Sending outbox messages is fraught with issues #3881

rk-for-zulip opened this issue Feb 7, 2020 · 17 comments
Assignees
Labels
a-compose/send Compose box, autocomplete, camera/upload, outbox, sending P1 high-priority

Comments

@rk-for-zulip
Copy link
Contributor

rk-for-zulip commented Feb 7, 2020

There is a small constellation of intertwined problems with message-sending.

  • All outbox messages are sent immediately, with no throttling.
  • Outbox messages may be sent in any order, regardless of their input order.
  • Server-rejected messages are not marked as such and will be repeatedly re-sent, wasting bandwidth and battery.
  • Outbox messages may be successfully sent multiple times.
  • If the app is interrupted and killed while trying to send messages, it may become permanently stuck, and will never send messages again unless it is uninstalled or its data is wiped.
  • (... etc.?)
@gnprice
Copy link
Member

gnprice commented Feb 7, 2020

  • If the app is interrupted and killed while trying to send messages, it may become permanently stuck, and will never send messages again unless it is uninstalled or its data is wiped.

Huh fascinating! How does this one happen?

  • Outbox messages may be successfully sent multiple times.

Definitely possible in principle: I think the scenario would be that a send request succeeds on the server, but the response doesn't make it to us; and the new-message event (which we make into EVENT_NEW_MESSAGE) doesn't reach us either before we retry.

Is that the kind of scenario you have in mind, or is there another path?

All of these would be good to address. I imagine a single solution may address several of them at once.

@gnprice gnprice added the a-compose/send Compose box, autocomplete, camera/upload, outbox, sending label Feb 7, 2020
@gnprice
Copy link
Member

gnprice commented Feb 7, 2020

See also #3829, #3731, #3584, #2374. And #3247 is an issue with a similar nature on a different codepath: double-sends of posting an emoji reaction to a message.

@gnprice
Copy link
Member

gnprice commented Feb 7, 2020

OK, and in particular:

  • Outbox messages may be successfully sent multiple times.

Definitely possible in principle: I think the scenario would be that a send request succeeds on the server, but the response doesn't make it to us; and the new-message event (which we make into EVENT_NEW_MESSAGE) doesn't reach us either before we retry.

This one is #2374. There's some nice discussion on that thread, too.

  • Server-rejected messages are not marked as such and will be repeatedly re-sent, wasting bandwidth and battery.

I think this is the same issue as #3731, describing another aspect of the symptoms. (Which would be a nice point to add to that thread.)

@rk-for-zulip
Copy link
Contributor Author

rk-for-zulip commented Feb 7, 2020

  • If the app is interrupted and killed while trying to send messages, it may become permanently stuck, and will never send messages again unless it is uninstalled or its data is wiped.

Huh fascinating! How does this one happen?

outboxSending is stored in Redux. If the app is dehydrated with that set to true, then killed, there is no mechanism that will clear it.
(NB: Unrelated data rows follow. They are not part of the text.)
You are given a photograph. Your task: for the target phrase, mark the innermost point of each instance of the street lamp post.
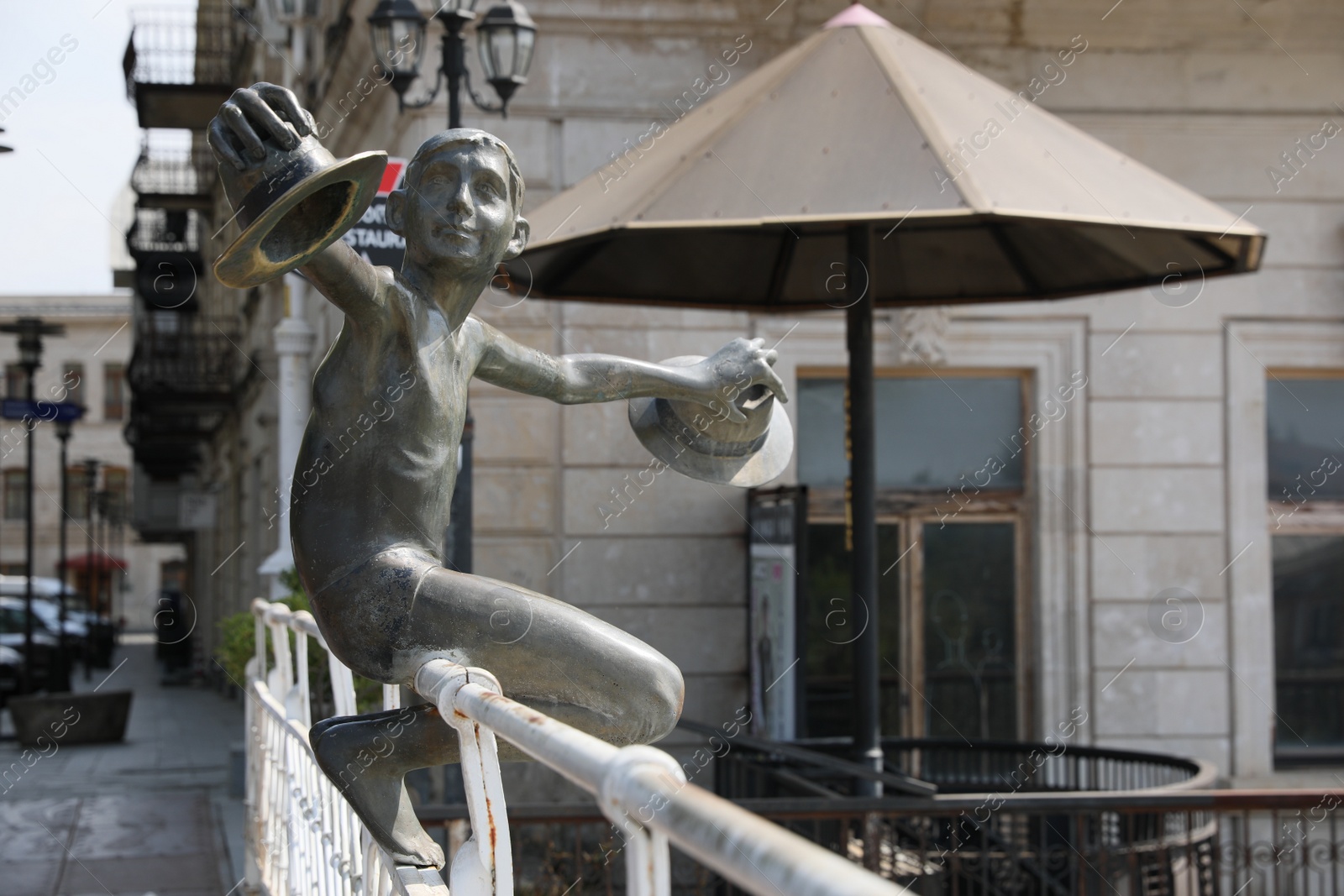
(30, 332)
(91, 486)
(64, 436)
(506, 39)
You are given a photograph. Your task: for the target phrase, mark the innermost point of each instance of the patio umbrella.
(864, 152)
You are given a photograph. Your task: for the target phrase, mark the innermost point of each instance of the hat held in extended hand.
(694, 441)
(293, 206)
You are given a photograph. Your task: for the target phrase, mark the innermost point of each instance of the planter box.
(71, 718)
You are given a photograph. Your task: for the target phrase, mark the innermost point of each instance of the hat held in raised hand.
(293, 206)
(694, 441)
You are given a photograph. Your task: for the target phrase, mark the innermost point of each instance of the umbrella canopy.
(743, 197)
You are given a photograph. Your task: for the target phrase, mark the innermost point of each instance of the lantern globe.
(506, 39)
(396, 31)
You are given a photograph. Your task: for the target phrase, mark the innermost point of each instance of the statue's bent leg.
(367, 757)
(401, 609)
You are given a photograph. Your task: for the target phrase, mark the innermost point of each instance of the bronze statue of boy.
(366, 533)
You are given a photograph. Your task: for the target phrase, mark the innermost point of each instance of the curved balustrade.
(304, 837)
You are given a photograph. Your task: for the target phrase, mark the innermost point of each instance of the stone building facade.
(87, 364)
(1137, 544)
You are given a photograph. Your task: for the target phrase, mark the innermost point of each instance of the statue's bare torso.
(378, 463)
(375, 473)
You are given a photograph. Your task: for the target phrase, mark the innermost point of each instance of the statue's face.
(459, 210)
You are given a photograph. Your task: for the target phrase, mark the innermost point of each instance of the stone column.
(293, 348)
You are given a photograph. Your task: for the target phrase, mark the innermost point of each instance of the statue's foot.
(375, 789)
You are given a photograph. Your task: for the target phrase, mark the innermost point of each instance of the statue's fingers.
(237, 121)
(284, 101)
(261, 113)
(219, 141)
(773, 382)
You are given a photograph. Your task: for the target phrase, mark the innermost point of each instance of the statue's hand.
(253, 114)
(736, 369)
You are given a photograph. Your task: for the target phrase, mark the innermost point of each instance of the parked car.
(46, 645)
(11, 673)
(46, 605)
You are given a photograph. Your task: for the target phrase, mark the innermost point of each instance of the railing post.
(484, 867)
(306, 707)
(260, 631)
(648, 864)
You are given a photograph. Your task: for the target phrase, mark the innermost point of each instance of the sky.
(74, 140)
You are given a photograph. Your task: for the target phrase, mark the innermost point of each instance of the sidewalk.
(147, 815)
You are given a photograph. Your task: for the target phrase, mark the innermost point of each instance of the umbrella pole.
(864, 510)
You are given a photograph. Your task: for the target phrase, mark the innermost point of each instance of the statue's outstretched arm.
(578, 379)
(235, 136)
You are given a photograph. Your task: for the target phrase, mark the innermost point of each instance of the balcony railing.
(181, 63)
(185, 363)
(302, 836)
(161, 231)
(174, 179)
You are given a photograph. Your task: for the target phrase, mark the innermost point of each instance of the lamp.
(396, 31)
(507, 36)
(506, 39)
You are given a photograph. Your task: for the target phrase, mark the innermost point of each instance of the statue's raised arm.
(293, 199)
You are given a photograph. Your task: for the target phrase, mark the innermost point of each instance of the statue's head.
(460, 204)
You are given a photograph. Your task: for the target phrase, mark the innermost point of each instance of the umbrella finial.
(857, 13)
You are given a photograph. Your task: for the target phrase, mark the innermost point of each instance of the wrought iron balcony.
(175, 181)
(181, 63)
(159, 230)
(183, 363)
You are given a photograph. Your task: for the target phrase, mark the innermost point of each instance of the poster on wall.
(774, 560)
(371, 237)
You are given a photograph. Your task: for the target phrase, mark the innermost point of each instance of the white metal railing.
(304, 837)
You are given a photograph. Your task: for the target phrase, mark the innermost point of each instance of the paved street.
(147, 815)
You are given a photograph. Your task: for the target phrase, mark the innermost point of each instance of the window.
(71, 378)
(114, 484)
(17, 495)
(113, 391)
(1307, 527)
(952, 584)
(77, 493)
(15, 382)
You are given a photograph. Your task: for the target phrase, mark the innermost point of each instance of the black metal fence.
(1229, 842)
(757, 768)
On reread, I think that's actually not possible at the moment... but only thanks to other bugs. tryUntilSuccessful doesn't await (it's not even async), and since it always returns true, sendOutbox will never await either. I don't think it's currently possible for the dehydration code to run while outboxSending is true.

At least, not unless there's an exception-generating bug in tryUntilSuccessful somewhere. That could do it.

  • Outbox messages may be successfully sent multiple times.

Definitely possible in principle: I think the scenario would be that a send request succeeds on the server, but the response doesn't make it to us; and the new-message event (which we make into EVENT_NEW_MESSAGE) doesn't reach us either before we retry.

Is that the kind of scenario you have in mind, or is there another path?

There is, sadly. The message-sending tasks are completely loose – their conclusion is unordered with the rest of the program, so there's no sequencing between them and outboxSending being unset. In particular, if we get two calls to sendOutbox in synchronous succession, the message-sending tasks will all be fired twice before any send-attempts are made.

This can all be fixed on our end, at least in theory. The scenario you described is another matter, and may require API changes to prevent. (Though EVENT_NEW_MESSAGE should provide some mitigation.)

All of these would be good to address. I imagine a single solution may address several of them at once.

I would be very wary of any solution that did not.

@rk-for-zulip
Copy link
Contributor Author

rk-for-zulip commented Feb 7, 2020

I think this is the same issue as #3731, describing another aspect of the symptoms. (Which would be a nice point to add to that thread.)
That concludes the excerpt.